The Lowrance unit is a LMS 332C I needed to update the GPS antenna. Done that. Needed to update the unit to 1.9.0 version Done that. I'm trying to load the HotMaps Platinum card. It doesn't seem to read the card. According to my manual I go to menu then map data then to Navionics map choice. It's here where the problem comes in. Other than Lowrance and Miami demo there is no map choice list? If i go to Browse files it says no files found. I thought maybe the card slot was bad but it read the sd card I downloaded the updates on? We were using a 8GB card for updates and it woldn't read it,bought a 2GB card and it took that? The Navionics card is 16GB. Also the 2GB card seemed to fit tighter in the slot if that means anything. My fishfinder is a 2005 year, could it be too old? Anybody have some ideas?

Rex


----------



## Net (Apr 10, 2004)

http://www.navionics.com/NAV107_POP_CompatabilityGuide_v6.pdf
No platinum support for LMS 332.


----------



## Breakaway (Jun 14, 2006)

Well that bites, I guess the guys at gander mountain were wrong. They told me It works and they had just loaded a 332 a few weeks ago. Looks like the premium isn't compatible either. Looks like I either sell it or purchase a new unit.

Thanks Net. 

Outdoor Hub mobile, the outdoor information engine


----------



## MikeC (Jun 26, 2005)

I've got a 26HD and I run Navionics Hotmaps Premium Gold.

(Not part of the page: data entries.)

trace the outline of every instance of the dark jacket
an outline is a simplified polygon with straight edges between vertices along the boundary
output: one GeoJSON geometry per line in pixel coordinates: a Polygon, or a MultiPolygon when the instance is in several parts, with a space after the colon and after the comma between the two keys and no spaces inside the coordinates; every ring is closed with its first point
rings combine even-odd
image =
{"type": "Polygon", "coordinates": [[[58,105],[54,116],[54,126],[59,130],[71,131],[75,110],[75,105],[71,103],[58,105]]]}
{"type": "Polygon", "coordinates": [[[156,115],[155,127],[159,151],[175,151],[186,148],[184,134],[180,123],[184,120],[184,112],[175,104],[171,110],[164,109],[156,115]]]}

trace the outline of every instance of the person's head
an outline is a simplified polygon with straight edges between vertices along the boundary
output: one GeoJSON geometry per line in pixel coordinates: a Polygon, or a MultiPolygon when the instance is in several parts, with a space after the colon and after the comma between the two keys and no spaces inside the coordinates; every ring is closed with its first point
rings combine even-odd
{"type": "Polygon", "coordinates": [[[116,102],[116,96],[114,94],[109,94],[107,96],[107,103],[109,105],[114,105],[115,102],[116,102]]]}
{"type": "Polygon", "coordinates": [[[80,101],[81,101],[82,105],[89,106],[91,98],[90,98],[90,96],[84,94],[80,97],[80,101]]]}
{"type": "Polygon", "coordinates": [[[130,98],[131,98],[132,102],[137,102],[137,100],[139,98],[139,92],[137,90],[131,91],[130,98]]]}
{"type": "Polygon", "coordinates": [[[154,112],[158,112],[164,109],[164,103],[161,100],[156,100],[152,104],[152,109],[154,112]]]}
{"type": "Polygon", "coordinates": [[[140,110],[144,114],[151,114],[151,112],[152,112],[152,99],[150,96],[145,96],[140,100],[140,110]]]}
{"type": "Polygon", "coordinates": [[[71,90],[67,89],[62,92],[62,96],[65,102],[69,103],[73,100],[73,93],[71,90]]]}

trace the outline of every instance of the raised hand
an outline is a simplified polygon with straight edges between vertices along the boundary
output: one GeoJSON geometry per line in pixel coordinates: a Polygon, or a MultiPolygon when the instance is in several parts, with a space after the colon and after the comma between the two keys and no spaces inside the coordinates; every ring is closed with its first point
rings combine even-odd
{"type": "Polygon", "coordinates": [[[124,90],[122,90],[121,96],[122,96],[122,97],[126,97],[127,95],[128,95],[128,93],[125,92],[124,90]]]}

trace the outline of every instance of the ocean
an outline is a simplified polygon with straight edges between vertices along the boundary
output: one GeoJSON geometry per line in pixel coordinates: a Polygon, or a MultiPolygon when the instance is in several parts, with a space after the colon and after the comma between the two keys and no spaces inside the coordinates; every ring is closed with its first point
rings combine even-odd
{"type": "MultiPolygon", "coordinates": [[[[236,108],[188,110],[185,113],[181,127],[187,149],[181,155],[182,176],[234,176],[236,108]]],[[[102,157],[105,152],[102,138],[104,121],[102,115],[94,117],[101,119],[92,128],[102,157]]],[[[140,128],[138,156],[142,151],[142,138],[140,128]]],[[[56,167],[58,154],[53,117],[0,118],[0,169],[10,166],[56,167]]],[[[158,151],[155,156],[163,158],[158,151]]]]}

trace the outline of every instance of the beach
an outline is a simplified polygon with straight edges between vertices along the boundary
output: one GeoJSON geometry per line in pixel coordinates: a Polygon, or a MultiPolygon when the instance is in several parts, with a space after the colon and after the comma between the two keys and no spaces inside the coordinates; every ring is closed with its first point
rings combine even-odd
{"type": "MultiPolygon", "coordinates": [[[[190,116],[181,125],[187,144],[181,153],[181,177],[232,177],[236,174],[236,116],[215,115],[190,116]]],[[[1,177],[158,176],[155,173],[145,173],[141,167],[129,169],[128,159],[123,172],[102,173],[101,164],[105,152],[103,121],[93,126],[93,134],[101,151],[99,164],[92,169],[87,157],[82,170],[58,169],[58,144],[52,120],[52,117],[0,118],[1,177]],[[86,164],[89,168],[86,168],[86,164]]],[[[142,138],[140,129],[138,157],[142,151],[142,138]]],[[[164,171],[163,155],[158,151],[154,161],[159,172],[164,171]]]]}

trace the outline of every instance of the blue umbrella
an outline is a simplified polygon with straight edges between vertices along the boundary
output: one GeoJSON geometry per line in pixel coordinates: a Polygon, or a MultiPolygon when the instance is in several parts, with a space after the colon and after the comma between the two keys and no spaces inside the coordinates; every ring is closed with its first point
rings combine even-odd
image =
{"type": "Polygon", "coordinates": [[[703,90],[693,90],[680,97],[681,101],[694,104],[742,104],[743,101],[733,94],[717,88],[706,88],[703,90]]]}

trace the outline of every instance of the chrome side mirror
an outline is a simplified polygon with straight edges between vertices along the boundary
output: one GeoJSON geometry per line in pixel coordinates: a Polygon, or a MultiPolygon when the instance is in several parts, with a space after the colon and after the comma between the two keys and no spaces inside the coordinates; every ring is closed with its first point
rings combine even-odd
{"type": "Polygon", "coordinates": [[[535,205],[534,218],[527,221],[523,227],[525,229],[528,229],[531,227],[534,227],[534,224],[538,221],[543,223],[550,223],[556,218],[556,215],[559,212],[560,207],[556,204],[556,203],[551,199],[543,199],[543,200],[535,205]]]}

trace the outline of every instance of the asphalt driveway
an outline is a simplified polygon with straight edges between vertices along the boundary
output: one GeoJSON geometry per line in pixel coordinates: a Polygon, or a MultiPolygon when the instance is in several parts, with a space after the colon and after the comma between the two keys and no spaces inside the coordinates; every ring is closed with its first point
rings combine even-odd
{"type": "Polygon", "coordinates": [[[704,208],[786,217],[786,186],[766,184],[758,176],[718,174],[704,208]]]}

Go to Lowrance website and search your specific model. I think yours should run Premium Gold.


----------



## triton175 (Feb 21, 2006)

Breakaway said:


> Well that bites, I guess the guys at gander mountain were wrong. They told me It works and they had just loaded a 332 a few weeks ago. Looks like the premium isn't compatible either. Looks like I either sell it or purchase a new unit.
> 
> Thanks Net.
> 
> Outdoor Hub mobile, the outdoor information engine


I have the LMS334 and have the Premium chip installed, it works great. According to the chart both Premium and Platinum don't work, I noticed that a long time ago and have never found out why the Premium works in mine. Maybe the store will let you try the Premium chip, after all, it's their mistake in telling you that the Platinum chip would work.


----------



## Breakaway (Jun 14, 2006)

Made a call to Gander Mountain and they are willing to let me return the card. Now I'm thinking I'm gonna keep it and buy a Lowrance elite 5 dsi. I know a young Guy starting out with his first boat that would be thrilled with my old unit so I will give it to him.

Thanks for the help everyone.
And good luck this year 

Outdoor Hub mobile, the outdoor information engine


----------